By Geoffrey H. Lewis
In my many years of involvement with the Jewish community, I have always been most interested in the ways those of us in the Diaspora relate to Israel. While I hold strong views about issues related to Israel’s internal policies and its relationship to its neighbors (views sometimes at odds with that of various “mainstream” Jewish organizations), I am also equally committed to engaging with the Jewish State in meaningful ways. I have always felt that it is important for that connection to be felt and experienced by each member of the American Jewish community. It’s certainly an aspirational goal, but I feel strongly that there is something in Israel for every Jew here in the U.S. Regardless of political persuasion or interests, Israel and its people provide ample opportunities for rich and meaningful connections.
I have watched with great sadness what has taken place in the Boston Jewish community and beyond over these last years. The challenges we face when engaging in conversations about Israel have had far-reaching effects. Many in our community have experienced civil discussions about Israel that become difficult and, at times, unpleasant, devolving into ad hominem/feminam attacks due to the strong feelings that surround this issue. Similarly, data has shown that many clergy and others of considerable influence have been staying away from discussions about Israel because the topic was simply too “toxic.” This has led many of us to avoid the topic altogether.
This is particularly true for young people (including my 27- and 31-year-old daughters). I have seen them simply shy away from any discussion about Israel because there is too much “noise” when the issue is discussed and because they see older, engaged adults unable to have civil conversations on the topic. They can even feel discouraged from asking difficult questions about Israel and the U.S.-Israel relationship. Our next generation is becoming more and more alienated from engaging with Israel.
So it was with great pleasure and gratitude that I learned of and participated in CJP’s CommUNITY Israel Dialogue. This effort encourages and enables members of the Jewish community to engage in productive, thoughtful, and respectful conversations around issues related to Israel with a variety of perspectives. It is helping us all voice our views as well as listen — really listen — to the views of others with whom we might have significant disagreements. This initiative could not have come at a better time as this year marks a variety of significant historical moments including 100 years since the Balfour declaration, 70 years since the U.N. voted to partition Palestine into a Jewish state and an Arab state, and 50 years since the Six Day War (or, as some of us would also note, the Occupation).
Very simply, this initiative was designed to “enable productive conversations around the issues that matter to us as a community.” In my experience, it succeeded in many respects. I was encouraged to see CJP take on this issue and to do it so thoughtfully. While I am sure it will continue to evolve and become even more effective, it is the ambitious start of an important effort.
I, along with a number of other committed members of the Boston Jewish community, was a member of the Task Force that was formed to help guide the initiative. This group comprised people with a wide range of perspectives (whether a greater diversity of perspectives could have been tolerated is an open question and one with which the Task Force struggled). There was no doubt in my mind that the commitment to the objectives of the initiative was shared by all.
The CommUNITY Israel Dialogue was kicked off earlier this year with a tribute to the life and legacy of Shimon Peres, one of Israel’s founding fathers, which brought out many in our community. A number of Town Halls followed with trained facilitators who guided the discussion—to a minimal extent — and helped participants have a productive discussion. I was pleasantly surprised by the willingness of everyone at the Town Hall I attended to not only express their views but to listen to the views of others which were often at variance with their own.
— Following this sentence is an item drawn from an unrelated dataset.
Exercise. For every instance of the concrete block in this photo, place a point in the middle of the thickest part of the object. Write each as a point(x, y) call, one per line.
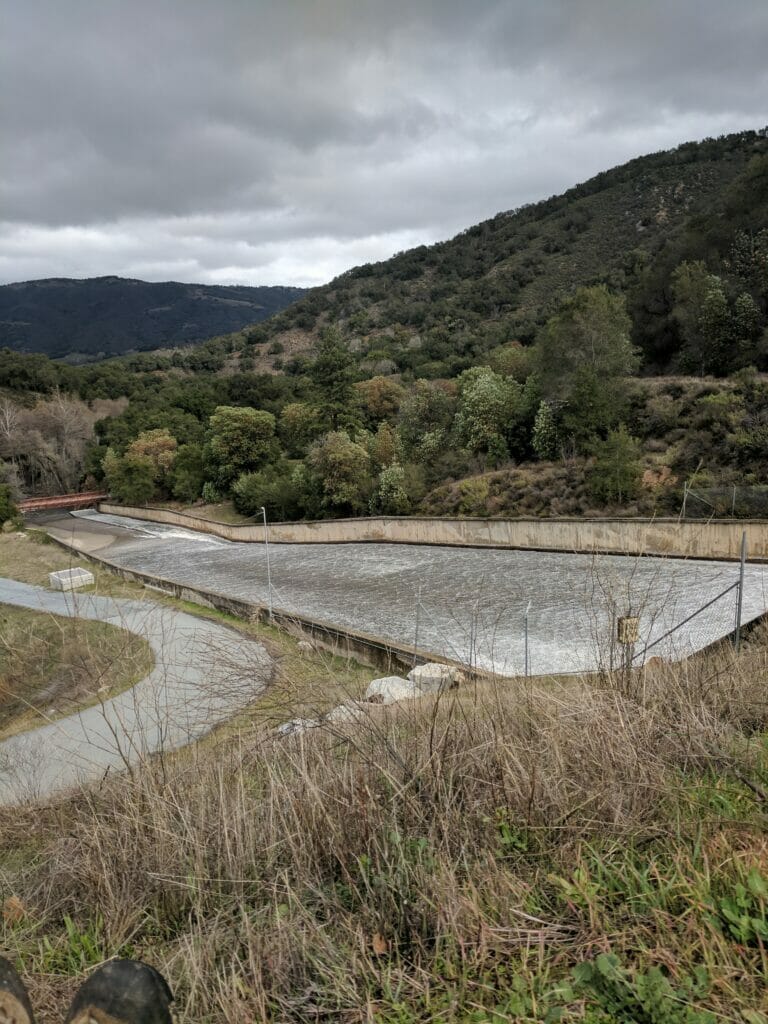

It was an important moment for me when I faced people across the table who had very different views from mine but who, without exception, truly came to listen and express what they honestly felt was in the best interest of Israel. There is no doubt that putting people in a setting which allows and encourages them to express their views, knowing they will be heard with respect even in disagreement, is a valuable contribution to creating a Jewish community that is more engaged with Israel.
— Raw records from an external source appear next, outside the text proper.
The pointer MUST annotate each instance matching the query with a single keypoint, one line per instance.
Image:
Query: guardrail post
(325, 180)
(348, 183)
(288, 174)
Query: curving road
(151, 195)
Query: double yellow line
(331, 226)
There is undoubtedly much more work that needs to be done. However, the CommUNITY Israel Dialogue has provided an important first step. I have no doubt it will continue to provide opportunities for all of us to feel better about our engagement with Israel and the discussions that surround it.
My thanks to CJP and its leadership for undertaking this effort. It has been and will continue to be a blessing for us all.
Geoffrey is a lawyer, former President of JCRC, former CJP Board member, and currently on the Boards of Americans for Peace Now, Abraham Fund, and the University of Haifa.